A leading north-coast ecologist has described a state government decision to allow the continuation of angling off rocky Cape Byron as ‘madness’, especially given the dangerous nature of the environment.

The government quietly announced on Friday that it was revoking a controversial lifting of fishing bans in marine sanctuaries around the state announced last year.

But, in an olive branch to the recreational fishing lobby, the government will continue to allow fishing in a limited number of areas that are especially popular with recreational anglers.

One of those is East Cape Byron and another is off the beach at Tyagarah Nature Reserve. Both areas lie within the highly fragile Cape Byron Marine Park zone.

Local conservationist Dailan Pugh has welcomed the government’s decision to restore protection to 58 per cent of Cape Byron’s sanctuary zones, while deploring what he described as ‘the major reduction in coastal sanctuaries down to less than three per cent of NSW’s coastline’.

The government’s decision came just weeks after a congress of the International Union for Conservation of Nature (IUCN) in Sydney committed to increasing areas under protection to 30 per cent.

Mr Pugh said it was ‘great to see protection restored to Belongil, Wategos, Broken Head and the Moat. It is a shame that eight years’ worth of protection benefits were undone due to National Party ideology. It will take a long time to undo the damage that was done.

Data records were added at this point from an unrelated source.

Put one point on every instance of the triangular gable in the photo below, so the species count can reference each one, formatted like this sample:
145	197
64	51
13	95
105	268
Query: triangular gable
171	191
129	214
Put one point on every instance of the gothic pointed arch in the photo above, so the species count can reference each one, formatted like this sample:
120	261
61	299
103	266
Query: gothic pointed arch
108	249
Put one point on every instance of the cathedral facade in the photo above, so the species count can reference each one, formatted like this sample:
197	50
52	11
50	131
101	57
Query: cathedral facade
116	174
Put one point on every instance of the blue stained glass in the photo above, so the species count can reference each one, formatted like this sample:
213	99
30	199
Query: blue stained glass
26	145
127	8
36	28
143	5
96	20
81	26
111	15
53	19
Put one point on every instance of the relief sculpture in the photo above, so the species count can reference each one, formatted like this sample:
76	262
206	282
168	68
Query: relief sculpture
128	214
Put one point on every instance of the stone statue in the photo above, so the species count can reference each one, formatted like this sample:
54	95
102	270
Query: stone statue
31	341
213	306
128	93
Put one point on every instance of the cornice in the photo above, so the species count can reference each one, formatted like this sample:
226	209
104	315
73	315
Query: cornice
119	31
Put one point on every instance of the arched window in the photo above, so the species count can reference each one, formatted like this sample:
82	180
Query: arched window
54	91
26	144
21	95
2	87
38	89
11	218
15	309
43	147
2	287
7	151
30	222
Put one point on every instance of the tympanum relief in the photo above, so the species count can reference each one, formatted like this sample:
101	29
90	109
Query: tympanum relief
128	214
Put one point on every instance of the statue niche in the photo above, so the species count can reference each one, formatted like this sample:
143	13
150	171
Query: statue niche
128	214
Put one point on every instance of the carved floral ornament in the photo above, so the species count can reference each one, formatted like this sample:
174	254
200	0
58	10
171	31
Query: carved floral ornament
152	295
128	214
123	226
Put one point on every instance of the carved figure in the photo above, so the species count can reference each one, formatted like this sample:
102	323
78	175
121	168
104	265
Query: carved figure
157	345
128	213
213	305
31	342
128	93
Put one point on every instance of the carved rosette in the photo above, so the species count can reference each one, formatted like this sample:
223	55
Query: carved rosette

‘The ocean coastline of the Cape Byron Marine Park is 40km, this decision reduces the proportion of the coast included in sanctuary zones down from 24 per cent (9.6km ) to 14 per cent (5.6km). These reduced sanctuary zones represent less than three per cent of the 200km of coast north from the Solitary Islands Marine Park to the Queensland border,’ Mr Pugh said.

‘This decision leaves the Tyagarah beach and Cape Byron sanctuary zones open for fishing. Tyagarah beach was protected as the least fished sample of a long and wide sandy ocean beach where natural processes could be restored. We need some of our beaches protected from fishing,’ he added.

‘The Cape Byron section encompasses some 400m of cliffs from the easterly point to the lighthouse; surely it is madness to encourage anybody to fish there.’

The sanctuary zones in the Cape Byron Marine Park have been protected since 2005.

The amnesty on fishing in these areas will be maintained while the government rezones these sites into ‘habitat protection zones’.

‘In an act of political bastardry in March 2013 the National Party announced that, without any assessment of the consequences, shore-based fishing would be allowed in all of NSW’s sanctuary zones,’ Mr Pugh said.

‘This was supposedly for only six months while a review was undertaken and yet it has taken over 20 months for the government to recognise that they were wrong and restore protection to two-thirds of sanctuary zones,’ he added.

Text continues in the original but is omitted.